November 29, 2017
Welcome to the new zacvineyard.com. With this redesign, I undertook a simple challenge: design a website with minimalism at its core. Utilitarianism and brevity ruled. Everything on the site has purpose or risks being thrown out. Every part is minified, optimized, and ready for speed. There are few layers of abstraction, no advanced services, and everything is wicked fast.
Here's where it started. I watched The Minimalists with my wife a few weeks ago. Since then, we've been throwing useless material items out of our lives for good. Along the way, I wondered if I could apply some of the same ideas to a website. How much do we really need to have a good web experience? Could this minimalism really be a large benefit to the user, wherein being simple is better for all parties involved? That's what's lead me to the following process for creating a minimalist site.

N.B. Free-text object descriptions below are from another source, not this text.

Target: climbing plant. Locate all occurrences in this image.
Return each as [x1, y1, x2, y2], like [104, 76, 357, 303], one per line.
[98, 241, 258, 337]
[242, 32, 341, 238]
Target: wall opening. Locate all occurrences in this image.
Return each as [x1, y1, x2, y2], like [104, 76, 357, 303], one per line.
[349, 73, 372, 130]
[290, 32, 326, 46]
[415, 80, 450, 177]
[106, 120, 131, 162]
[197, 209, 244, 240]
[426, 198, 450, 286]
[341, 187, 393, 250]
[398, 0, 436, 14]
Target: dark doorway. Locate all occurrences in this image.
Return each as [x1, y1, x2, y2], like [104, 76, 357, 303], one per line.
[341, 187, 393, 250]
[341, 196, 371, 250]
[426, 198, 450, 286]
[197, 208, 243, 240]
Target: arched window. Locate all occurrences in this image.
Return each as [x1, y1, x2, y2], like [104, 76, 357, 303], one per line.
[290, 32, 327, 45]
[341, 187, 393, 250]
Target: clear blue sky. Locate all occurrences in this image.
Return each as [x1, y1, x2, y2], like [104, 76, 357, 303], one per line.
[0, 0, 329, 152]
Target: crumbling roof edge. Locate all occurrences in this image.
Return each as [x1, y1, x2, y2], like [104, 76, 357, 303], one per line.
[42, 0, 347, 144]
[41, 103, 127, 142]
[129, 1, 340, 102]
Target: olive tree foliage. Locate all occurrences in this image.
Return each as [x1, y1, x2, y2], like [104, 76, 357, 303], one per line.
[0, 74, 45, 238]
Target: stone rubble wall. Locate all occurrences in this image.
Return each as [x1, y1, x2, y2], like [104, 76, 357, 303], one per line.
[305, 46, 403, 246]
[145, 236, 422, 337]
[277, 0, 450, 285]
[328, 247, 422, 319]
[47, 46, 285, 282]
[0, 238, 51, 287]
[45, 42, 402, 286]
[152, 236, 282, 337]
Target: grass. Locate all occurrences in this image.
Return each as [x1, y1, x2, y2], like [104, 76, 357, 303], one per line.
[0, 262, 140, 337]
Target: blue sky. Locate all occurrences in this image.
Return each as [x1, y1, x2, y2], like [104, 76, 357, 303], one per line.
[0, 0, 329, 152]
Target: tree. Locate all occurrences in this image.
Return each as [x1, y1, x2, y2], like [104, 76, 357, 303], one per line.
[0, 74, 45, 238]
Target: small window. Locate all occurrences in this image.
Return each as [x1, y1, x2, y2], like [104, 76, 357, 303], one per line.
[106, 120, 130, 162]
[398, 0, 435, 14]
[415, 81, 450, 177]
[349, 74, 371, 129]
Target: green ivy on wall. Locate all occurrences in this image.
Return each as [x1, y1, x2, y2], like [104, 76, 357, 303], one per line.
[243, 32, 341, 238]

Here are the key methods behind how I've made this site small, fast, minified, etc. First, I use a small amount of PHP to make the site dynamic. I literally only use one PHP library to make this all work: Parsedown. My PHP just scans a directory for flat markdown files and serves them at a dynamic URL. That's it. I use PHP's
ob_start() function, as described by Philipe Rubio on Coderwall, to minify the HTML. I also use a custom Webpack script, as described by Jeffrey Way on Laracasts, to compile and minify my SCSS to CSS.
There are, of course, more ways I can make this site faster, smaller, and more expressive (gzip and images, among other things). And I'll be working on that in the weeks to come.